Sandwich theorem?

[EriLynn.]

Okay so i've been reading my text book and it talks about using the sandwich theorem to compute questions like "limit as x approaches infinity of (sinx/x)" and im not sure of how to used this sandwich theorem because all the book says it the following:
" If f(x) is less than or equal to g(x) which is less than or equal to h(x) for all x in an open interval that contains c (except possibly at c) and the limit as x approaches c of f(x) is equal to the limit as x approaches h(s) equals L then the limit as x approaches c of g(x) equal L..."

Can someone please explain how i use this theorem for the above question, or what kind of steps i need to follow to show this theorem??
Thanks.

 

[galactus]

This example is in most calc books. If you google it you can find it. It is one of the most common examples when demonstrating the Squeeze/Sandwich Theorem

It is based on a unit circle sector.
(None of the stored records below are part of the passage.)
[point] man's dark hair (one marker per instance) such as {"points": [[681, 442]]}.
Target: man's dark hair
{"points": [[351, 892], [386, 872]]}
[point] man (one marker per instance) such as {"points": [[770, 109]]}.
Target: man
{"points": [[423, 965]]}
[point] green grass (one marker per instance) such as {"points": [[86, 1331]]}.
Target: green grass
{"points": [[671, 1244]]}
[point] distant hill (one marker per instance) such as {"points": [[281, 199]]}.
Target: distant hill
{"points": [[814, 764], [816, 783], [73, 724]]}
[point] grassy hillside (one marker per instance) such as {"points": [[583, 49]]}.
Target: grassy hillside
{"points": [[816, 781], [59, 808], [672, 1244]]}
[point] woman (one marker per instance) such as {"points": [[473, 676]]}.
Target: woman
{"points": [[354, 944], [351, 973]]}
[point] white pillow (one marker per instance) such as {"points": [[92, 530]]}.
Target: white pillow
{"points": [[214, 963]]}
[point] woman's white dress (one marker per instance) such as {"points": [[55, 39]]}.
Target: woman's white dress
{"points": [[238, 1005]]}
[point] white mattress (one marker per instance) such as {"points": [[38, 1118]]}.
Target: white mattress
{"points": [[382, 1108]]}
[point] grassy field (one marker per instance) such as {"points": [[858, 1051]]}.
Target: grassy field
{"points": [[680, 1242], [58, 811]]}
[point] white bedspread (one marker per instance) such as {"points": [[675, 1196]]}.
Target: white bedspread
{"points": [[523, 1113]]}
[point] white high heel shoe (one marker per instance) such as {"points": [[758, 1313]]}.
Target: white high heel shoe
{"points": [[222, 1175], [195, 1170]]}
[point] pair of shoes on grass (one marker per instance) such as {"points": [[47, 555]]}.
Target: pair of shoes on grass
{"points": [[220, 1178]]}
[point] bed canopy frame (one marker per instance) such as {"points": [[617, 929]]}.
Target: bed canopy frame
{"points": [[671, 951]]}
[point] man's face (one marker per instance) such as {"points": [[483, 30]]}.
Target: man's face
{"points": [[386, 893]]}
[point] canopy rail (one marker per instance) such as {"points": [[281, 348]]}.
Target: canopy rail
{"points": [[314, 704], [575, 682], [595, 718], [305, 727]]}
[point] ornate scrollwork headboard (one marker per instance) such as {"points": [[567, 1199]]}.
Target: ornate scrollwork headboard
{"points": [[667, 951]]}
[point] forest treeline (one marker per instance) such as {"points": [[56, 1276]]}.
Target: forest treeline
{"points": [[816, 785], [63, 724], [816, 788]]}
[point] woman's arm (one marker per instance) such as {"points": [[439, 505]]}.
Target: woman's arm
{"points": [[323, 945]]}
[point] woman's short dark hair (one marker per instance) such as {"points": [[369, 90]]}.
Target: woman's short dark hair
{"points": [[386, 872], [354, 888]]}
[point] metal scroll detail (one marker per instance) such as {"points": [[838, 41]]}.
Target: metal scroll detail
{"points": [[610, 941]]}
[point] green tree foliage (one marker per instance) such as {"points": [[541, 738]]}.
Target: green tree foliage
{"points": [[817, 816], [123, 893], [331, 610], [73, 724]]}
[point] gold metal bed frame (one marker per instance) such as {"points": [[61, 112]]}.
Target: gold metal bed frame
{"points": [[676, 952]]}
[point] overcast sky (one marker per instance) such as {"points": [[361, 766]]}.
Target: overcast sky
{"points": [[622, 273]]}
Just google 'squeeze theorem' and I am sure you'll find it.

EDIT: Oh, you said as x --> infinity, and not 0. OK. Let's do it this way then:

\(\displaystyle \lim_{x\to \infty}\frac{sin(x)}{x}\)

Sine ranges from -1 to 1:

\(\displaystyle -1\leq sin(x)\leq 1\)

Divide by x:

So, \(\displaystyle \frac{-1}{x}\leq \frac{sin(x)}{x}\leq \frac{1}{x}, \;\ x>0\)

But \(\displaystyle \frac{-1}{x} \;\ \text{and} \;\ \frac{1}{x}\to 0 \;\ \text{as} \;\ x\to {\infty}\)
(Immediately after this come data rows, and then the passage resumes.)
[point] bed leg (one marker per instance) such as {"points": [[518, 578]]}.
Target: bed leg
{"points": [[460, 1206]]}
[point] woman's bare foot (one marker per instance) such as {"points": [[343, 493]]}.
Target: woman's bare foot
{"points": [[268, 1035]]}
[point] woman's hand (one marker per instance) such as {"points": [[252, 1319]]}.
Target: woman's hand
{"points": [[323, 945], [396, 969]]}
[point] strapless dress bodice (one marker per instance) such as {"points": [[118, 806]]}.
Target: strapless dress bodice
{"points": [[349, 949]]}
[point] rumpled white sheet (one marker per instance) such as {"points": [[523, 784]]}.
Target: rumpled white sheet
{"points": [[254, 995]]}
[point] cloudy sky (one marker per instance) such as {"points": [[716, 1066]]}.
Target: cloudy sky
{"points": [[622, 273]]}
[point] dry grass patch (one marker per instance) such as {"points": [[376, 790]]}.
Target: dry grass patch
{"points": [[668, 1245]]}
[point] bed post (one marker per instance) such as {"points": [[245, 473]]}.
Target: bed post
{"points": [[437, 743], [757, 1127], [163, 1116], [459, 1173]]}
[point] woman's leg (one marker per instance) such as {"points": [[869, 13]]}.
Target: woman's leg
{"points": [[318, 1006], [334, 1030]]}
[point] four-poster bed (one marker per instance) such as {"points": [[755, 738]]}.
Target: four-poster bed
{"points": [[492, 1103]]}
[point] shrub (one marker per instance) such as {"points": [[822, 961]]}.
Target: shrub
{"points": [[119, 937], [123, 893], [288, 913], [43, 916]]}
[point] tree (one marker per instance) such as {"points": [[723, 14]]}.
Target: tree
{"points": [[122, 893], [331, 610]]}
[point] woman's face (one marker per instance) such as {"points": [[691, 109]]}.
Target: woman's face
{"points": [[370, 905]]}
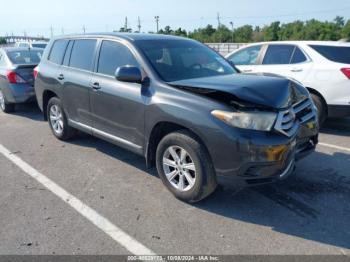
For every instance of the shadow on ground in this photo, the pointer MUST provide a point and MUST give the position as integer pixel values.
(313, 204)
(30, 111)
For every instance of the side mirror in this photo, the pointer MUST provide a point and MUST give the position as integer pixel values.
(131, 74)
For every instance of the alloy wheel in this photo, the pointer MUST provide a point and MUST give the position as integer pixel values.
(179, 168)
(56, 119)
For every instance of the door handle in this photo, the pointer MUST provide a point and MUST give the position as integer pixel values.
(96, 86)
(296, 70)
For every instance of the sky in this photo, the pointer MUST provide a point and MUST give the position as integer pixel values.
(37, 17)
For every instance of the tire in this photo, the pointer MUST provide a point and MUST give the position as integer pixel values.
(58, 121)
(197, 158)
(4, 105)
(321, 108)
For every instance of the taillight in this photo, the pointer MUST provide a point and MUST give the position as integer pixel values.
(14, 78)
(35, 72)
(346, 72)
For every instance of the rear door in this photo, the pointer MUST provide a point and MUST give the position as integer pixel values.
(75, 76)
(117, 107)
(247, 58)
(286, 60)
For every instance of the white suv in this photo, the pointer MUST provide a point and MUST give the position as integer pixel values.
(323, 67)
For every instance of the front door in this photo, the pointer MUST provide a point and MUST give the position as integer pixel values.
(117, 108)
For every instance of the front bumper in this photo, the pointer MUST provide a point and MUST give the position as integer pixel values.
(258, 158)
(267, 171)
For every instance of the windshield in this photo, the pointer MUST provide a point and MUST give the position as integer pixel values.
(39, 45)
(25, 56)
(183, 59)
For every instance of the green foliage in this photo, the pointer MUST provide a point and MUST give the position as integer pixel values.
(271, 32)
(346, 30)
(297, 30)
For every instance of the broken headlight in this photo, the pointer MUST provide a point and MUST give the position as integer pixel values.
(262, 121)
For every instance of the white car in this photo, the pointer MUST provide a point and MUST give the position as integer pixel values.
(322, 67)
(35, 44)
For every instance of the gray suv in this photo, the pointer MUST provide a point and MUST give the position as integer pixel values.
(179, 104)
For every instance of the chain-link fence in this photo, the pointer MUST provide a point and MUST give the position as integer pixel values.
(225, 48)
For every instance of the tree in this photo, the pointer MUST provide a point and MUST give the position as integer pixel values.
(339, 21)
(271, 33)
(346, 30)
(292, 31)
(180, 32)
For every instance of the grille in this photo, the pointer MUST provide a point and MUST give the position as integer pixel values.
(288, 121)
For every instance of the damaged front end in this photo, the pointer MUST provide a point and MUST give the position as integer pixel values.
(278, 125)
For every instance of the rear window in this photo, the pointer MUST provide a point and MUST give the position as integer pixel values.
(278, 54)
(25, 57)
(83, 54)
(57, 51)
(39, 45)
(112, 56)
(337, 54)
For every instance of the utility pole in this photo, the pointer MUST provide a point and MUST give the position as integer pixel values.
(139, 24)
(218, 18)
(233, 34)
(157, 22)
(126, 24)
Therefore, \(\displaystyle \lim_{x\to \infty}\frac{sin(x)}{x}=0\)

See?. Since sin(x)/x is Sandwiched between -1/x and 1/x, and since both -1/x and 1/x head toward 0 as x gets larger and larger(limit is unbounded)*, then sin(x)/x must have limit 0 as well.

*I do not like to say "as x approaches infinity". Nothing can approach infinity, though we know what is meant. To say "x approaches infinity" is an 'sloppy' way of putting it. We could say that x increases without bound. See what I mean?.